Zero-shot Relation Classification from Side Information
- URL: http://arxiv.org/abs/2011.07126v2
- Date: Thu, 18 Nov 2021 19:02:31 GMT
- Title: Zero-shot Relation Classification from Side Information
- Authors: Jiaying Gong and Hoda Eldardiry
- Abstract summary: A zero-shot learning approach mimics the way humans learn and recognize new concepts with no prior knowledge.
ZSLRC uses advanced networks that are modified to utilize weighted side (auxiliary) information.
ZSLRC significantly outperforms state-of-the-art methods on supervised learning, few-shot learning, and zero-shot learning tasks.
- Score: 5.609443065827996
- License: http://arxiv.org/licenses/nonexclusive-distrib/1.0/
- Abstract: We propose a zero-shot learning relation classification (ZSLRC) framework
that improves on state-of-the-art by its ability to recognize novel relations
that were not present in training data. The zero-shot learning approach mimics
the way humans learn and recognize new concepts with no prior knowledge. To
achieve this, ZSLRC uses advanced prototypical networks that are modified to
utilize weighted side (auxiliary) information. ZSLRC's side information is
built from keywords, hypernyms of name entities, and labels and their synonyms.

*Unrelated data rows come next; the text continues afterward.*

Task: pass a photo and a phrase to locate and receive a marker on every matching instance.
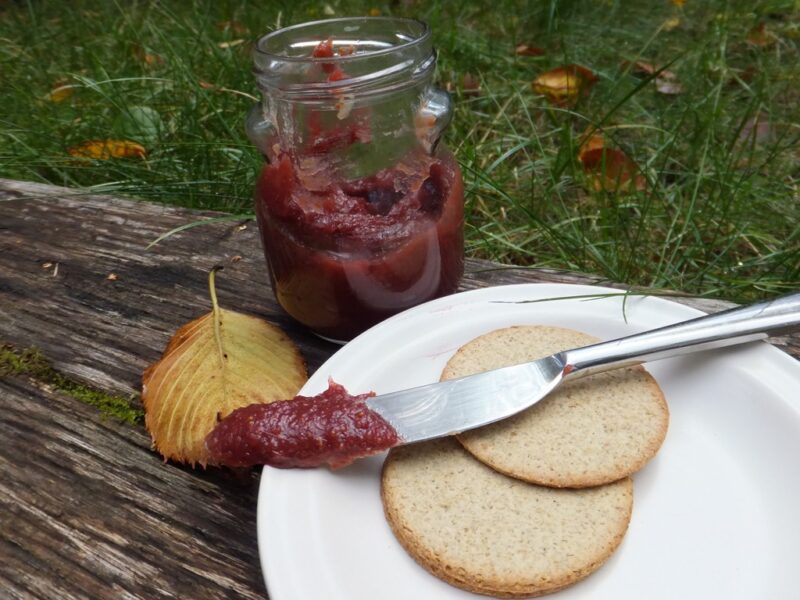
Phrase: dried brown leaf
(666, 81)
(213, 365)
(563, 86)
(108, 149)
(230, 44)
(608, 169)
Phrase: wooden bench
(86, 508)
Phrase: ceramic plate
(716, 513)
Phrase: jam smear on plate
(333, 428)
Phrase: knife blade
(449, 407)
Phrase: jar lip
(425, 34)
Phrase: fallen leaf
(470, 85)
(669, 87)
(666, 81)
(526, 50)
(760, 36)
(61, 91)
(219, 362)
(608, 169)
(563, 86)
(230, 44)
(108, 149)
(756, 130)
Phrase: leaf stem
(216, 314)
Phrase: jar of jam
(359, 205)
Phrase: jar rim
(424, 36)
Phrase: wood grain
(87, 509)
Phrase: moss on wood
(31, 362)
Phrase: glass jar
(360, 207)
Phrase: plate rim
(785, 361)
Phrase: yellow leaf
(213, 365)
(564, 85)
(671, 23)
(108, 149)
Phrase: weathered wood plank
(87, 509)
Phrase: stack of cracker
(537, 502)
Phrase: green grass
(31, 363)
(720, 215)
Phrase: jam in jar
(360, 207)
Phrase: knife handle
(734, 326)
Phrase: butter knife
(449, 407)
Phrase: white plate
(716, 513)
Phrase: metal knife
(453, 406)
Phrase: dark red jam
(344, 255)
(332, 428)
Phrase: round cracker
(589, 431)
(490, 534)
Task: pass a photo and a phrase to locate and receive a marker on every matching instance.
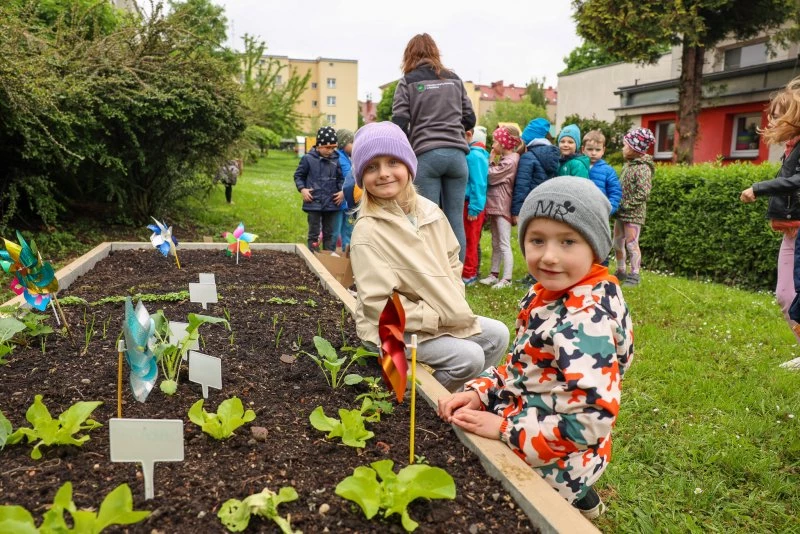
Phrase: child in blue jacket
(475, 201)
(601, 173)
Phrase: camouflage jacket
(559, 390)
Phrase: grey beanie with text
(574, 201)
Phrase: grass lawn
(707, 438)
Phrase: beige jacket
(388, 254)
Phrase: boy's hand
(748, 195)
(486, 424)
(448, 405)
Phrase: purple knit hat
(381, 139)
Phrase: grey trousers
(455, 361)
(442, 178)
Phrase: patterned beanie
(536, 129)
(479, 135)
(326, 136)
(503, 136)
(572, 131)
(639, 139)
(574, 201)
(345, 137)
(381, 139)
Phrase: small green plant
(395, 491)
(116, 509)
(169, 355)
(49, 431)
(350, 427)
(235, 514)
(230, 416)
(333, 366)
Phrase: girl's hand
(748, 195)
(486, 424)
(448, 405)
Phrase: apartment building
(331, 96)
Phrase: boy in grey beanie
(574, 343)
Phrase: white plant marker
(205, 370)
(177, 332)
(146, 441)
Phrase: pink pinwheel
(239, 242)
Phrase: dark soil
(188, 494)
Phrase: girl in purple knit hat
(403, 243)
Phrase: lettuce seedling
(230, 416)
(235, 514)
(395, 492)
(351, 426)
(59, 431)
(116, 509)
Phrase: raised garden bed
(188, 494)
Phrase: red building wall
(715, 128)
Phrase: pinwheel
(239, 241)
(163, 239)
(138, 329)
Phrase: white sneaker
(792, 365)
(502, 284)
(489, 280)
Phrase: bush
(696, 225)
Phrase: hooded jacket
(538, 164)
(388, 253)
(605, 178)
(323, 176)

ZSLRC also includes an automatic hypernym extraction framework that acquires
hypernyms of various name entities directly from the web. ZSLRC improves on
state-of-the-art few-shot learning relation classification methods that rely on
labeled training data and is therefore applicable more widely even in
real-world scenarios where some relations have no corresponding labeled
examples for training. We present results using extensive experiments on two
public datasets (NYT and FewRel) and show that ZSLRC significantly outperforms
state-of-the-art methods on supervised learning, few-shot learning, and
zero-shot learning tasks. Our experimental results also demonstrate the
effectiveness and robustness of our proposed model.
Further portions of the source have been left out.